I didn't have a traditional 'high-school' class thing. So your comparison is invalid.
There is almost no Hebrew language in any of my daily life. But I do still read it.
You are barking up the wrong tree, because not everyone is like you, and had the life you have had.
Your conclusions are parochial, and apply only to you.
/johnny
Try decades later. Try when they’re no longer in school so the data just isn’t useful to them anymore. Again, try yourself. How much do you really truly remember pow right off the top of your head, even if you didn’t do the traditional school thing you clearly know stuff, but how much retrieval was there.
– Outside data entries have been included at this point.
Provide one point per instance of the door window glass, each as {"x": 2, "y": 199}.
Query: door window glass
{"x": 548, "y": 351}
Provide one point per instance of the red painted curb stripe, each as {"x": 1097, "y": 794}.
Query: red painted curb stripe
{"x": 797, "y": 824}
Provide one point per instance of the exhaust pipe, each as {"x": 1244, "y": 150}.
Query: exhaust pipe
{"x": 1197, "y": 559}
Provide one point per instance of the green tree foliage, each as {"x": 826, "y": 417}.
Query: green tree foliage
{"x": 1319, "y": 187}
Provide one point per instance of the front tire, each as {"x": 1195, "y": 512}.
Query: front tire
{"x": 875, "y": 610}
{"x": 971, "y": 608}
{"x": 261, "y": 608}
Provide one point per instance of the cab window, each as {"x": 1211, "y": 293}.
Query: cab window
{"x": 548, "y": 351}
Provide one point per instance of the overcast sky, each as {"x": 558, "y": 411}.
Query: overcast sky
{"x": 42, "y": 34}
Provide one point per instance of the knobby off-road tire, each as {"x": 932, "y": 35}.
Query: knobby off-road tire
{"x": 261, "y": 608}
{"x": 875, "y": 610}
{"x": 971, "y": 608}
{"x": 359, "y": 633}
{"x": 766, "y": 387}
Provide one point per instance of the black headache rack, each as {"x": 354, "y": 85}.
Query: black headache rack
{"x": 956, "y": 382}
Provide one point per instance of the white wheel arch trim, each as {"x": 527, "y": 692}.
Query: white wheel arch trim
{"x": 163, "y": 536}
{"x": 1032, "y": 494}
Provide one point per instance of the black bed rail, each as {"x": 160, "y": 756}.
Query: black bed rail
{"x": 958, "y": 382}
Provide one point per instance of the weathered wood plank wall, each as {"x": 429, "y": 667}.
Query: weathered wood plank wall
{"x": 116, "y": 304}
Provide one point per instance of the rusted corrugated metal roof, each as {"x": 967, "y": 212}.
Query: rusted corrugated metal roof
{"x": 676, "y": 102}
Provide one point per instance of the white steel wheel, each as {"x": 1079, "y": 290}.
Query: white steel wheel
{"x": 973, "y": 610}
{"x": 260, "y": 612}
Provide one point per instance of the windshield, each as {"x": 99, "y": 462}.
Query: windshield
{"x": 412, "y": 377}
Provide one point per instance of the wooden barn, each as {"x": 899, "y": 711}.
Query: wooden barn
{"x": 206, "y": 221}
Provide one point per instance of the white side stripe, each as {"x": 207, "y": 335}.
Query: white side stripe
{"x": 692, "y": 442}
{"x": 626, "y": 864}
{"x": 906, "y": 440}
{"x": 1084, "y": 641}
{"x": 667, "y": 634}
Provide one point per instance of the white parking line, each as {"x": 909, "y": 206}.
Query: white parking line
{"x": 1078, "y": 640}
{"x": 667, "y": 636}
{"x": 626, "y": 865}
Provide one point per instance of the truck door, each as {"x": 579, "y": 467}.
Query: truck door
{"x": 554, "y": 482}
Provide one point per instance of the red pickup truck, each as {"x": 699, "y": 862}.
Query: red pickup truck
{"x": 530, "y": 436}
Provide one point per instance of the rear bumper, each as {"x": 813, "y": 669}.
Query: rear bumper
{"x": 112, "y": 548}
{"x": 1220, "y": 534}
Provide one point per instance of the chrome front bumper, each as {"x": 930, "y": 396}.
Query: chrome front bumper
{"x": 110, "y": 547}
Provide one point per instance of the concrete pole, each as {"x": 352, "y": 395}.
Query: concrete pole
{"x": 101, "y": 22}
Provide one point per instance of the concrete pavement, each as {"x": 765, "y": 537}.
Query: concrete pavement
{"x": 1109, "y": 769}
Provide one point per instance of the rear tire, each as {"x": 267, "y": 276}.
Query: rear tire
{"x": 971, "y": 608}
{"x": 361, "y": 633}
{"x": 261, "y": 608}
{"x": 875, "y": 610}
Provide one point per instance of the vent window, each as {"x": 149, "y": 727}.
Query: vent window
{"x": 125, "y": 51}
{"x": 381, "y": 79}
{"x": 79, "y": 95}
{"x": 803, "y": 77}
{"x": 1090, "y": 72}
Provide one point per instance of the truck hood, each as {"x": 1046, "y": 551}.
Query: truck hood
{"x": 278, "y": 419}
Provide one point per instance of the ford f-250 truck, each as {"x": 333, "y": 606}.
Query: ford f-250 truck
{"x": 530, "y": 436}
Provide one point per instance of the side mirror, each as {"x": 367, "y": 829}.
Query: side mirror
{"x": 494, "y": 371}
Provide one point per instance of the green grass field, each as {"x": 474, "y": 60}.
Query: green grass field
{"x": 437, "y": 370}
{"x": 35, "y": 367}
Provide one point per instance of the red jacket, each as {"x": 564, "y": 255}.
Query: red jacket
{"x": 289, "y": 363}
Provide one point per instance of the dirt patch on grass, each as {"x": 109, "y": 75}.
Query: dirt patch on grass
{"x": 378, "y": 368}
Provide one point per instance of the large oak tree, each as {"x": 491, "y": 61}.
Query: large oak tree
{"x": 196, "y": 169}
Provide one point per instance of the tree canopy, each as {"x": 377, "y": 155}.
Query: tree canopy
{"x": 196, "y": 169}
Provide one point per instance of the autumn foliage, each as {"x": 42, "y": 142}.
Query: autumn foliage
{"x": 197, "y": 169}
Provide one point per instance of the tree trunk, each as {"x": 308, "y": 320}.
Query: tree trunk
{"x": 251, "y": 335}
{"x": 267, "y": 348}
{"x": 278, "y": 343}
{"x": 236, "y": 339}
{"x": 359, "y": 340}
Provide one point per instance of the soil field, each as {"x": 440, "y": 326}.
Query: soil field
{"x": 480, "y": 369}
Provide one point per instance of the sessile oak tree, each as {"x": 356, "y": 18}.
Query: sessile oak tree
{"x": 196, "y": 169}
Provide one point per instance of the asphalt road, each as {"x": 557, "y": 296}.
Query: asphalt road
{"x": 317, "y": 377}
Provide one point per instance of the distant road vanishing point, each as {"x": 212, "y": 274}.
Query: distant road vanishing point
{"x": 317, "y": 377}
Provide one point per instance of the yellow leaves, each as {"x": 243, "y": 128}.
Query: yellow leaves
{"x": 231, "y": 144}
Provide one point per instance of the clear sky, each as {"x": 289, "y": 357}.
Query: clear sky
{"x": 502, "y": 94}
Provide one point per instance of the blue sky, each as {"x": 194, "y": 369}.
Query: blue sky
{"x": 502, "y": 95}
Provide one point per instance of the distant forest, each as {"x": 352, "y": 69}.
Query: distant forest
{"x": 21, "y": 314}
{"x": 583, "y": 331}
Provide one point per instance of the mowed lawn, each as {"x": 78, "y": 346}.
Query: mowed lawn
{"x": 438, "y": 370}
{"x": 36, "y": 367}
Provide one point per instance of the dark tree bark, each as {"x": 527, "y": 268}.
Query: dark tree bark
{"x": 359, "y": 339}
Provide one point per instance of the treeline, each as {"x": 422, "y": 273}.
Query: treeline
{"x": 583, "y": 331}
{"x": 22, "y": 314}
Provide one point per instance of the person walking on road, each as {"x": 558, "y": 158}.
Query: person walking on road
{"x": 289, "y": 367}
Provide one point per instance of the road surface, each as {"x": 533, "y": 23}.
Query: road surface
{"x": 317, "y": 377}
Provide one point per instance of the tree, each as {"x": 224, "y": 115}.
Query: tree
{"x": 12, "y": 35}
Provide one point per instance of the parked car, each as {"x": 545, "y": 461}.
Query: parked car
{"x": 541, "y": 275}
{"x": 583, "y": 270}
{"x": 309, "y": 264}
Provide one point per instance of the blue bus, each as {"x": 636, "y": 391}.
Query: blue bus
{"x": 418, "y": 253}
Hebrew’s not in your daily life. But is it in your weekly life? Monthly? Clearly it’s in there sometimes if you still read it. I spent 7 years in various point of school learning German. At this point multiple decades later the only German I know is stuff from Frank Zappa lyrics, yeah maybe there’s a hundred words that ring a bell and I can suss some stuff out but I can’t read German anymore. I wish I could, but my life didn’t go in a direction to use all that German I learned, so it’s gone... well not GONE, it’s down there somewhere and 1 or 2 classes could probably dredge it back up. But even if I did that, if I didn’t use it after it would sink to the bottom again.
No my conclusions are based on well grounded psychology and teaching research. This is how human brains work, data you put into them that you don’t retrieve periodically sink to harder to retrieve places. Even folks that use various memory tricks like mind castles still find rooms that get “dusty” and take more work to get back.